Posts Tagged ‘depsoit insurance’

You Don’t Want To Pay Deposit Insurance Premiums A Year In Advance? Fine – Then Pay Three Years Worth! You Wanna Try For Six?

Wednesday, September 30th, 2009

So the FDIC is proposing to have banks pay three years worth of deposit insurance premiums in advance, as opposed to the single year contemplated just a few days earlier. (see “Humpty Dumpty and the FDIC”). This move should raise around $45 billion, replenishing a fund which had fallen to less then $11 billion at the end of the second quarter and apparently slipped into a negative balance this week.

A prepayment of fees is seen by the banking industry as preferable to a special assessment like $5.6 billion they got hit with earlier this year, since rather than being treated as an immediate expense it’s counted as an asset which gets drawn down as the premiums would normally come due. So by this bit of accounting legerdemain a sudden hit to bank earnings is avoided and (regulators willing) the lending capital of the bank may be preserved.

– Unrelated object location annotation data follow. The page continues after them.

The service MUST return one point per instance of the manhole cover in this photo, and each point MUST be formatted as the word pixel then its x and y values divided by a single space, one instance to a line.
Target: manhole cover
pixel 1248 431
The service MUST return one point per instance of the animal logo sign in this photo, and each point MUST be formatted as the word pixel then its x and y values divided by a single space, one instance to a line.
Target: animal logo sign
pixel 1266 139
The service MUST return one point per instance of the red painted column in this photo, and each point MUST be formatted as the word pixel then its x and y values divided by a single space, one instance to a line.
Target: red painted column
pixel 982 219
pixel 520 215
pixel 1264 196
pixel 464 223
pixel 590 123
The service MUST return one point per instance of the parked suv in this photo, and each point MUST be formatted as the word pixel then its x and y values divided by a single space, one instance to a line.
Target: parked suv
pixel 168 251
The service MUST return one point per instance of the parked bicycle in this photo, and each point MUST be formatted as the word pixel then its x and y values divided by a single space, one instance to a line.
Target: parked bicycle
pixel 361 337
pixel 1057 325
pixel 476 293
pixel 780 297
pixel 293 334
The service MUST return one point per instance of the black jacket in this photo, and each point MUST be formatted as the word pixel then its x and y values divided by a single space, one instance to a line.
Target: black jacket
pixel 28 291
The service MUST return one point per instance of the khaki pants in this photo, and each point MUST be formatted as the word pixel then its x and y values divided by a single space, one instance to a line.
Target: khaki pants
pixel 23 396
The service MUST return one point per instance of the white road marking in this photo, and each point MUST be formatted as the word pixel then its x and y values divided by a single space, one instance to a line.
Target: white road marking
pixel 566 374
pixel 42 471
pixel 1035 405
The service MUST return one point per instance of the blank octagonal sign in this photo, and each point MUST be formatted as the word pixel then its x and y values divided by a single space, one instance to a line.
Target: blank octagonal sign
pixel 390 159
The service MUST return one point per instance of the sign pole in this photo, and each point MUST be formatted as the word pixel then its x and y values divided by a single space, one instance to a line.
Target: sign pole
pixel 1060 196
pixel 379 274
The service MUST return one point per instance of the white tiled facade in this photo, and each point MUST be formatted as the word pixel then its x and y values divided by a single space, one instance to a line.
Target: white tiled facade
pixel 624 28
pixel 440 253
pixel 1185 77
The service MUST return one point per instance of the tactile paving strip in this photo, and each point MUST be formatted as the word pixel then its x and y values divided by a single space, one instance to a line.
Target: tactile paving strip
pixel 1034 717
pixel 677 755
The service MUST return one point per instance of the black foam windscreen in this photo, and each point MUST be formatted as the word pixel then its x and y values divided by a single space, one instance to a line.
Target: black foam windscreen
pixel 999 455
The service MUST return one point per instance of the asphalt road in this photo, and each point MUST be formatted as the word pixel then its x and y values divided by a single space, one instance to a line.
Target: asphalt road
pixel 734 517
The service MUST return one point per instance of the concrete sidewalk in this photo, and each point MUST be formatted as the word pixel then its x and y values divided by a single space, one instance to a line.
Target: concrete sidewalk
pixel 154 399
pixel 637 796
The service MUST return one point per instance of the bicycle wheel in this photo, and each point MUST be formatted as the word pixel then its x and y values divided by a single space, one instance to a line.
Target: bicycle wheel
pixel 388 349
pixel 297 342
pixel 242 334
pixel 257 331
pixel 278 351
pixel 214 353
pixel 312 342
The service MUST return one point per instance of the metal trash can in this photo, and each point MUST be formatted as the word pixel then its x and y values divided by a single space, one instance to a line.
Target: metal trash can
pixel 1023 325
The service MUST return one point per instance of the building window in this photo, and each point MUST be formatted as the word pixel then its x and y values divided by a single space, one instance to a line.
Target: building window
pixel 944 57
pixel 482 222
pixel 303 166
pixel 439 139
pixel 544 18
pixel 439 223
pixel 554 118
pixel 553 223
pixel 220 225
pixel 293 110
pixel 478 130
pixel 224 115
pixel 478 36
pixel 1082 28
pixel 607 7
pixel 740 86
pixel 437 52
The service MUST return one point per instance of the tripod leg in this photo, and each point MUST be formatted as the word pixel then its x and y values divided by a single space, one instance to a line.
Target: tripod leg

As I noted earlier, insurance premiums should be set counter-cyclically, which is to say raised during periods of strong bank earnings and eased during periods of contraction. And indeed, the FDIC proposes its’ next outright increase in assessments (3 basis points) to be postponed to 2011.

The problem here is that the proposed prepayment constitutes a massive shift on the asset side of banks balance sheets from actual cash to funds pre-paid to the FDIC, and that’s an asset that can’t generally be tapped to meet liquidity needs except in very limited form and under dire conditions e.g. a potential bank failure. The FDIC’s decision to go the prepayment route as opposed to borrowing from the Fed or Treasury may be more politically palatable, but for weak banks that have received government support these premiums will effectively be prepaid with taxpayer money anyway. As for stronger institutions, one has to question the wisdom of weakening the cash position of viable firms just as a wave of commercial real estate mortgage defaults may be about to hit the banking system.

Since we as taxpayers are in essence loaning much of the money to prepay these premiums through federal bailout funds, a more forthright and stabilizing alternative would be to be straight with the American people: have Treasury or the Fed loan the money necessary to recapitalize the FDIC and, for now, let strong banks keep as much cash on the books as possible, facilitating both stimulative lending and confidence in the event of further losses. And then, when the recovery finally does come, have the discipline and recall of history to raise deposit insurance premiums on all sound banks, tapping bank profits to pay back the taxpayer with interest.

After all, haven’t we had enough smoke and mirrors for one crisis?